Opportunity through action: VMwareWe Mean Business
With an estimated 10% of the world’s total electricity generation going towards powering our IT infrastructure, we need to find smarter ways to meet our digital demands. And California-headquartered VMware is attempting to lead the way by providing cloud infrastructure that enables businesses to reduce their energy costs and consumption.
According to CDP, cloud computing can be a way to transition to a lower carbon business model. VMware pioneered the development of server virtualization – whereby multiple servers are in effect created by just one physical server machine. “Through virtualization, the total energy required to support a given service is reduced – often dramatically – which results in lower carbon emissions”, explains Nicola Acutt, VP of Sustainability Strategy, VMware. “For example, every server virtualized results in a reduction of approximately four tons of CO2 per year – and that’s based on conservative consolidation ratios, by the way.”
Delivering energy efficient solutions has, therefore, always been central to the company’s products and services. However, its leadership team made the decision in 2015 to take this a step further by making public climate commitments. “Developing climate commitment targets has been a significant step for us”, says Acutt. “While VMware has initiated many progressive and forward thinking sustainability initiatives over the years, we are integrating efforts across our product groups to our operations and real estate goals… In 2015 we committed to our first formal emissions reduction target and the establishment of a technical sustainability product council.”

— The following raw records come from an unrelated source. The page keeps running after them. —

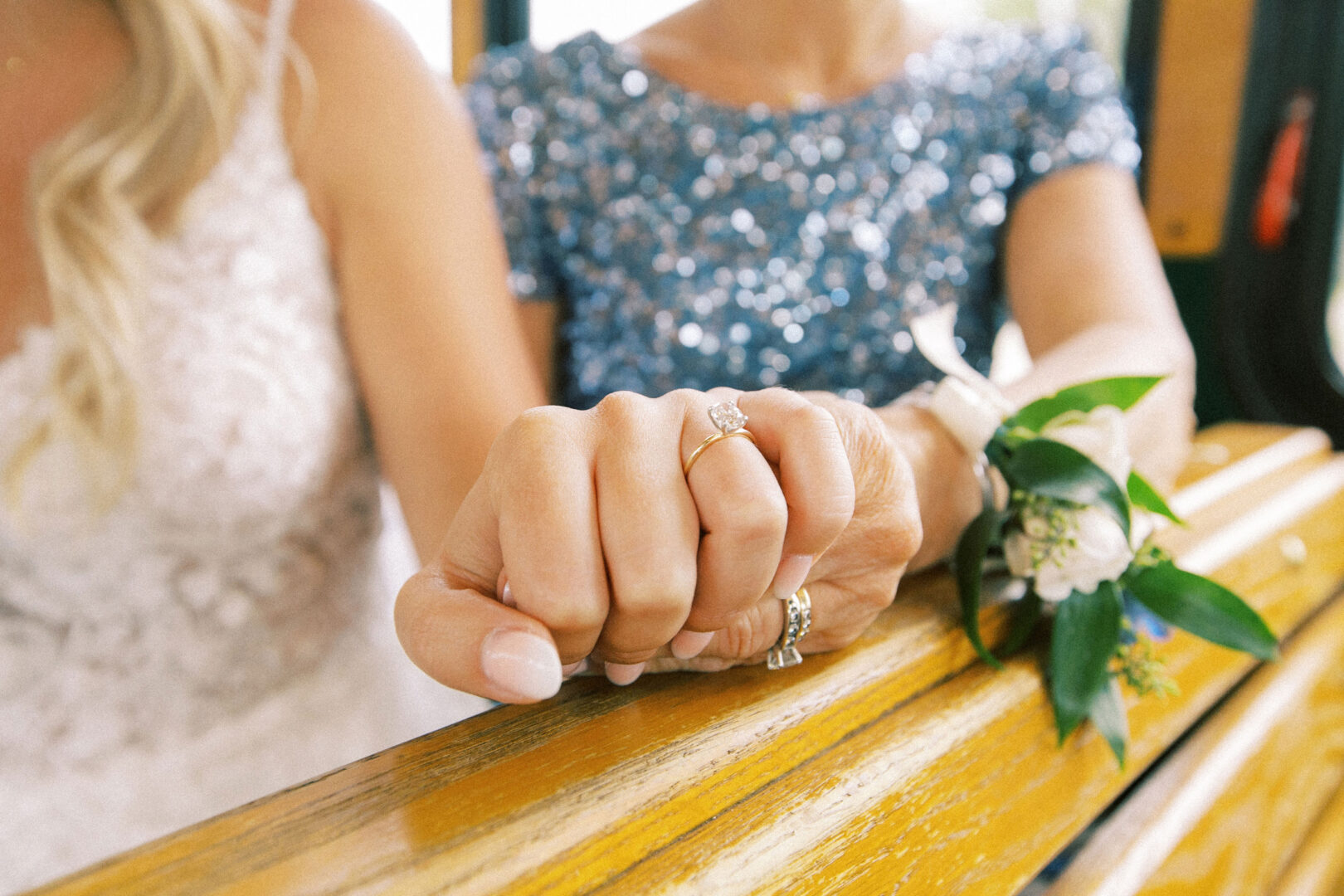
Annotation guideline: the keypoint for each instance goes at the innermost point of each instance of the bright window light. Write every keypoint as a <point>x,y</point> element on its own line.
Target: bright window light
<point>558,21</point>
<point>426,21</point>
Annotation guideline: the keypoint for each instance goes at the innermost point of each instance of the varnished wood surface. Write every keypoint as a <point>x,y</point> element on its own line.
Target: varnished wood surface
<point>468,32</point>
<point>1317,868</point>
<point>1202,60</point>
<point>894,766</point>
<point>1225,813</point>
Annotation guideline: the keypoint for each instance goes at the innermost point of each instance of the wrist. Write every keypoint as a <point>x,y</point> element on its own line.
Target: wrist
<point>947,484</point>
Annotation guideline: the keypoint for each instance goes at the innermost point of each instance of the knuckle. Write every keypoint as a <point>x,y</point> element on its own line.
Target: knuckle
<point>758,519</point>
<point>622,410</point>
<point>743,635</point>
<point>652,601</point>
<point>811,416</point>
<point>533,429</point>
<point>574,617</point>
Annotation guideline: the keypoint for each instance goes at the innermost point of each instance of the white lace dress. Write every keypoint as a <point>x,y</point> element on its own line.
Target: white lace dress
<point>225,631</point>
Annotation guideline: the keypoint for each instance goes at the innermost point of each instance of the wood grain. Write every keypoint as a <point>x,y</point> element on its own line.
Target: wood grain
<point>468,28</point>
<point>1202,60</point>
<point>1225,813</point>
<point>894,765</point>
<point>1317,868</point>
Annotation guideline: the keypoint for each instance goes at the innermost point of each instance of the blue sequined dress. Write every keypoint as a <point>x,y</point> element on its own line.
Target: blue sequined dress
<point>696,245</point>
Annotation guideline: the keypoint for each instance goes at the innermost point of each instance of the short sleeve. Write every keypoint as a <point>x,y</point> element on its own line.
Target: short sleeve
<point>1074,113</point>
<point>504,102</point>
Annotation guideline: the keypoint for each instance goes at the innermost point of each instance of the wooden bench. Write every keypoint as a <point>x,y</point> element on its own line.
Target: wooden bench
<point>898,765</point>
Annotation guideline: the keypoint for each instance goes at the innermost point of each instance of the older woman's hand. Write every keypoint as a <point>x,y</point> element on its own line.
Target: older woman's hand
<point>583,538</point>
<point>856,578</point>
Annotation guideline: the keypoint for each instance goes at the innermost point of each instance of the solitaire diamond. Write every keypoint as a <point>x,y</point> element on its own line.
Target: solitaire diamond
<point>728,416</point>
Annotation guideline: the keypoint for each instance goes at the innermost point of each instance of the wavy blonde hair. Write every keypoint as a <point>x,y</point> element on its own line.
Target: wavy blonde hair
<point>104,191</point>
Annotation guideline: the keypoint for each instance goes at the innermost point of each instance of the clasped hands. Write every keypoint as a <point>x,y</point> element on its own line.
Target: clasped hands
<point>582,539</point>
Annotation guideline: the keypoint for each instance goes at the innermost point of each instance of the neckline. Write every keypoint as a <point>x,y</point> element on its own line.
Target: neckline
<point>631,60</point>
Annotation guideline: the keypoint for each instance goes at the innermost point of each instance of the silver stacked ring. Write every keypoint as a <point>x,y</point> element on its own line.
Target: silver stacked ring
<point>797,622</point>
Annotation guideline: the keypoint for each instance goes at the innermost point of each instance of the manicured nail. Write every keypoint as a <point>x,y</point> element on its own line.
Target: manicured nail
<point>689,644</point>
<point>620,674</point>
<point>793,571</point>
<point>522,664</point>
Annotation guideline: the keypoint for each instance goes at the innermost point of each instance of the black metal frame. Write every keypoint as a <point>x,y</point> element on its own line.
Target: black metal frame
<point>1270,306</point>
<point>505,22</point>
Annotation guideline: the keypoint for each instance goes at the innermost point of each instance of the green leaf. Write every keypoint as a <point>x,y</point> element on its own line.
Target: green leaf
<point>1025,622</point>
<point>1121,391</point>
<point>1085,637</point>
<point>1108,713</point>
<point>1203,607</point>
<point>1059,472</point>
<point>969,562</point>
<point>1142,494</point>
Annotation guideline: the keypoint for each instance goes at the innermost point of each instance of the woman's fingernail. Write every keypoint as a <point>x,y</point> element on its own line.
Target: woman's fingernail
<point>620,674</point>
<point>522,664</point>
<point>689,644</point>
<point>793,571</point>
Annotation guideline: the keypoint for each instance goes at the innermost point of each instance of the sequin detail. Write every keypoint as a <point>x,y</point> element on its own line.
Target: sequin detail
<point>695,245</point>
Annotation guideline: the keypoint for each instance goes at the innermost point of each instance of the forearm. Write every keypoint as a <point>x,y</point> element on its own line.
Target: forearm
<point>1159,426</point>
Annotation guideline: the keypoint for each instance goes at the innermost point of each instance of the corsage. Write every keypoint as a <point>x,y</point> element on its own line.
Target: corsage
<point>1071,520</point>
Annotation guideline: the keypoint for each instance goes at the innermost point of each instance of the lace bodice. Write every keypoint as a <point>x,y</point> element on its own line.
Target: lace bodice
<point>236,555</point>
<point>226,602</point>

This includes VMware 2020, a sustainability roadmap inspired by the concept of doing business in a net positive way — “to put back more into society, the environment and the global economy than we take”, explains Acutt. Specifically, this includes a commitment to setting science based targets; a 10% reduction of Scope 2 market-based emissions by 2020; and 100% renewable energy by 2020.
“While we’ve only recently formalized climate commitments, one example of how we are looking at changing the way we do business to achieve our goals is through the implementation of a carbon fee. We believe that an internal carbon fee would be a great signal to our people that indicates not only accountability and promotes education but inspires ingenuity”, informs Acutt. “This is on our roadmap and we are exploring a plan internally to start a pilot in the near future.”
“We believe that practicing sustainability is good business, and good business means mitigating risk. We are now taking steps to address our supply chain and develop criteria that ensures that each of our suppliers are meeting our sustainability standards.”
A culture of sustainability has also helped the business, which has recently become part of the Dell Technologies family of businesses, to boost its creativity and innovation. “We have found that whenever we assess a business or operations process from a sustainability lens, we gain insights and opportunities to improve the process”, says Acutt. “We like to challenge the status quo and look for and forward to opportunities to do so. Last year, in the midst of a 5 year drought in California we achieved a 35% reduction of water use on our Palo Alto headquarters campus and our community saved over 1 million gallons of water at their homes.” This included encouraging employees to sign up on the WaterGenius app, an online “gamification” platform for Californian residents that tracks an individual’s progress toward water-saving goals and awards points accordingly. In total, VMware saved approximately 13 million gallons across its facilities last year.
“One of our top priorities is bridging home and work by providing opportunities for all of our people to make sustainable choices”, says Acutt. It is, she believes, a natural extension of what the company is trying to achieve commercially. “Climate change mitigation and adaptation has influenced – and informs – our strategy to double down on our efforts to enable energy efficiency in the IT sector. We see the role of IT as an increasingly important element in any company’s approach to addressing climate change challenges.